On August 15, 2015, the world lost an outspoken political activist. A pillar for racial equality and long-time Board Chairman of the NAACP, Julian Bond overcame many obstacles while fighting for the Civil Rights movement in the 1960s and during his time as a Georgia state legislator. In fact, it was only because Blacks had recently been given the right to vote and subsequently run for office that Bond was legally permitted to represent his district in 1965. Bond and other like-minded activists were able to galvanize monumental change for all races as a result of tremendous and persistent leadership.
His death serves a reminder of all that the African American community has overcome in as few as 50 years. Increased representation in politics, corporate America, television, post-secondary education, and STEM fields are all the result of equality efforts from groups like the NAACP. Movements like “Melanin Monday” and “My Black Is Beautiful” seek to empower and uplift the Black community in ways that could have never been possible in the 1960s by using social media.
However, many of the things for which Bond fought have yet to come to fruition even today, as many as 50 years later. Despite the fact that significant progress has been made since the 1960s, the fact remains that we are still marching for some of the same things in 2015 that we were fighting for in 1965. The cry for equality in the eyes of the law and society is as poignant in the response to Michael Brown’s death as it was in response to the Birmingham Church Bombing in 1963.
Watching dissatisfaction with police relations continue to grow is like looking in the rear-view mirror at the circumstances of the Civil Rights Movement. The treatment of protesters in response to fatal police interactions of unarmed Black men in recent years is eerily reminiscent of rampant police brutality of ordinary citizens in the old Jim Crow south.
Using tear gas and a full National Guard opposition force to interact with protesters was a troubling reminder of the overwhelming violence Blacks endured at the hands of law enforcement during the 1950s and 1960s.
Sure the Civil Rights Act of 1964 guarantees that de jure segregation is no longer an issue, but economic stratification, mass incarceration of minorities and a statistically inferior education in lower income communities ensure that separate is still considered equal.

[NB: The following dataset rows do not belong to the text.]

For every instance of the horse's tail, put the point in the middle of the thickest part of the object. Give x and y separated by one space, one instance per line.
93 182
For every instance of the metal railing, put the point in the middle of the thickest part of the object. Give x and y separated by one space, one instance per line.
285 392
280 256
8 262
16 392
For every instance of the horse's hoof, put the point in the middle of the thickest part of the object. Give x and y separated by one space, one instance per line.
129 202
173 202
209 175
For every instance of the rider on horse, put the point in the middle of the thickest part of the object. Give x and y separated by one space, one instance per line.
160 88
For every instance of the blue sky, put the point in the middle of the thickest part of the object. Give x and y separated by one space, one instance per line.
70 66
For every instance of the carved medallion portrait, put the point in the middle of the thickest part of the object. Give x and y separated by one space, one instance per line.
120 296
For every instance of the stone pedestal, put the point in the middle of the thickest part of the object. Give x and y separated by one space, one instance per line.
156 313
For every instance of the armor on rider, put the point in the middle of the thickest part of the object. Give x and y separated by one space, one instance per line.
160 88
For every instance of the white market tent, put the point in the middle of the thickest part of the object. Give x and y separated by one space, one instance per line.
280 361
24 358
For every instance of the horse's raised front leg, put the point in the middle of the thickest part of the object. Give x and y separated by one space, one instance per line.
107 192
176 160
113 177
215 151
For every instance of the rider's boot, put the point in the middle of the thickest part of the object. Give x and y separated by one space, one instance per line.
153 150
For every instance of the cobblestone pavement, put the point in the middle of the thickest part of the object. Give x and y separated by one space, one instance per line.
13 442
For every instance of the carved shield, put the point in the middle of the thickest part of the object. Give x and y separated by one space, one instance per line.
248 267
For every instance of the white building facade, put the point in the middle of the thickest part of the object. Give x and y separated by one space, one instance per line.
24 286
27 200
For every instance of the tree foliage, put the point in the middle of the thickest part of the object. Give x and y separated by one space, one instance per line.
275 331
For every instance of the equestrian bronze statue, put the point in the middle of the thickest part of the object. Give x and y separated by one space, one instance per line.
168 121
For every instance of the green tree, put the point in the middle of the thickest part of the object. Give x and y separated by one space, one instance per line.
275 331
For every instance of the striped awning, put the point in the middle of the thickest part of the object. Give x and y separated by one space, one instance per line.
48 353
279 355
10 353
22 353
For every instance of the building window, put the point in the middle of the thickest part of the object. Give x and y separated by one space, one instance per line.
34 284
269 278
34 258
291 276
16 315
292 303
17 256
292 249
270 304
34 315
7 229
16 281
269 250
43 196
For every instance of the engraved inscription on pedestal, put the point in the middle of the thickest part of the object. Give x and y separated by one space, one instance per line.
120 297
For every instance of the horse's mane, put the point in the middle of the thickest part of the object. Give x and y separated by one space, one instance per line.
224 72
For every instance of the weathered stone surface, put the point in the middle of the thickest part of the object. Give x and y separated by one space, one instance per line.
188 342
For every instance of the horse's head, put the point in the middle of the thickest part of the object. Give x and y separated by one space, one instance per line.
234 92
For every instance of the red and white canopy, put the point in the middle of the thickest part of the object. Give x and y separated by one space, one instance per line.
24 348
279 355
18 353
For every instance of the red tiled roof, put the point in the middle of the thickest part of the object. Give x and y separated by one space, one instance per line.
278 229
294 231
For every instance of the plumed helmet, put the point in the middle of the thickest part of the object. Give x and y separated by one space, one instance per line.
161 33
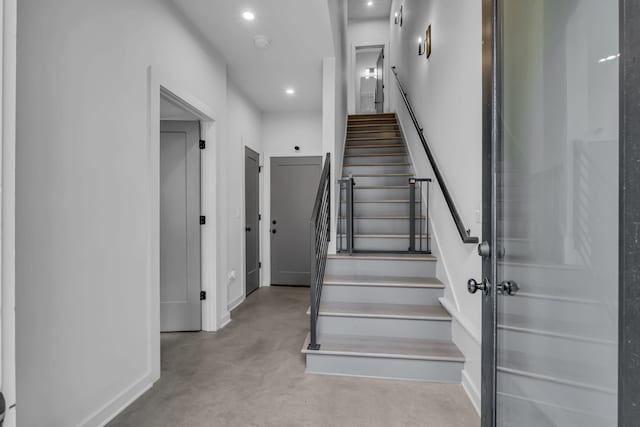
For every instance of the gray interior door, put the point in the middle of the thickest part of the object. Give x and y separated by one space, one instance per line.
179 226
294 181
380 83
252 225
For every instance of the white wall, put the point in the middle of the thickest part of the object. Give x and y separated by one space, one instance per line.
245 128
281 132
446 92
86 262
366 33
334 102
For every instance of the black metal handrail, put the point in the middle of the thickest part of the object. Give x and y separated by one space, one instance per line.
320 227
457 219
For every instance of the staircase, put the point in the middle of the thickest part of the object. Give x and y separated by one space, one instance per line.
380 314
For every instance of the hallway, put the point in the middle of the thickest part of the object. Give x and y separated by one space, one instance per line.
252 374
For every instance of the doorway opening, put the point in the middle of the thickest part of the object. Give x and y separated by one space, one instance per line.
180 220
252 220
293 183
369 79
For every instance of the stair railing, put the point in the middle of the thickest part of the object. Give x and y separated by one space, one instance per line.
465 234
345 220
420 218
320 227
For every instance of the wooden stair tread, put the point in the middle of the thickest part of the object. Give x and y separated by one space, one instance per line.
401 348
373 138
376 155
363 175
385 281
384 311
385 236
381 187
373 146
379 256
389 217
370 165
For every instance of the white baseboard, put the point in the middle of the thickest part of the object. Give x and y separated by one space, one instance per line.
120 402
235 303
471 390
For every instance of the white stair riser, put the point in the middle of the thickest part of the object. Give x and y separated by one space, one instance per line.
378 168
390 328
407 369
383 244
375 267
379 180
389 193
379 209
384 226
398 148
374 159
381 294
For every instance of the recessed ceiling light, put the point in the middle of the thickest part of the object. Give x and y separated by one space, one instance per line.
261 42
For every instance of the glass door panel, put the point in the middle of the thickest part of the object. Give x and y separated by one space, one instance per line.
557 207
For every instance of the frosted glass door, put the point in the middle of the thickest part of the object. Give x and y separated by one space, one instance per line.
557 207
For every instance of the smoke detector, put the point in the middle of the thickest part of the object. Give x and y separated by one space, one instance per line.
261 42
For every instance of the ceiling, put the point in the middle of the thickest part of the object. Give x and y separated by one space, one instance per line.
300 35
359 10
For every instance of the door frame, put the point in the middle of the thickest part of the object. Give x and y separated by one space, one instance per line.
8 46
629 209
213 235
629 214
267 258
169 126
243 222
351 87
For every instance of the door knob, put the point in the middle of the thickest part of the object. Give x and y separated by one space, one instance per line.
473 286
484 249
508 287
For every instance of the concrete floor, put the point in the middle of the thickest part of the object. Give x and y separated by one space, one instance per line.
252 374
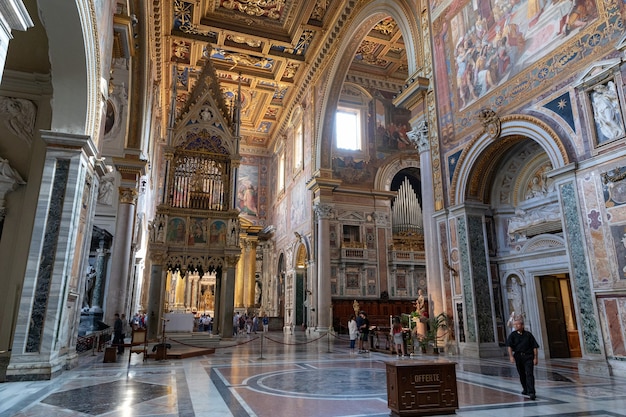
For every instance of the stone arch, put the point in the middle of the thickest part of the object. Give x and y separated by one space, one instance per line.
483 152
360 24
385 175
76 66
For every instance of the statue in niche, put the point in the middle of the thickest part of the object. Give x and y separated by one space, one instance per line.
606 112
257 293
536 188
90 281
19 116
524 219
514 295
8 174
105 191
420 304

The 15th Amendment coupled with the Voting Rights Act of 1965 guarantees that people cannot be denied the right to vote on the basis of race, but new measures enacted by state legislatures in places like Texas impose strict voter I.D. laws that systematically target minorities and deter them from the polls. It should be troubling to us as a nation that the years of dedication by equality activists like Bond are being eradicated and circumvented by legislation rooted in the past.
The fight is not over. Our nation faces a series of irreconcilable realities: on one hand, the nation chants that we have overcome because we have had our first Black president while the #BlackLivesMatter movement needs constant justification on the other.
The first-hand witnesses of the horrors of the discrimination of the past have equipped us with the wisdom and tenacity to carry the torch in the present fight. Bond’s death is a sobering reminder that the culmination of our efforts for social justice may not be fully manifested during our lifetime, but we must honor the legacy of the icons before us.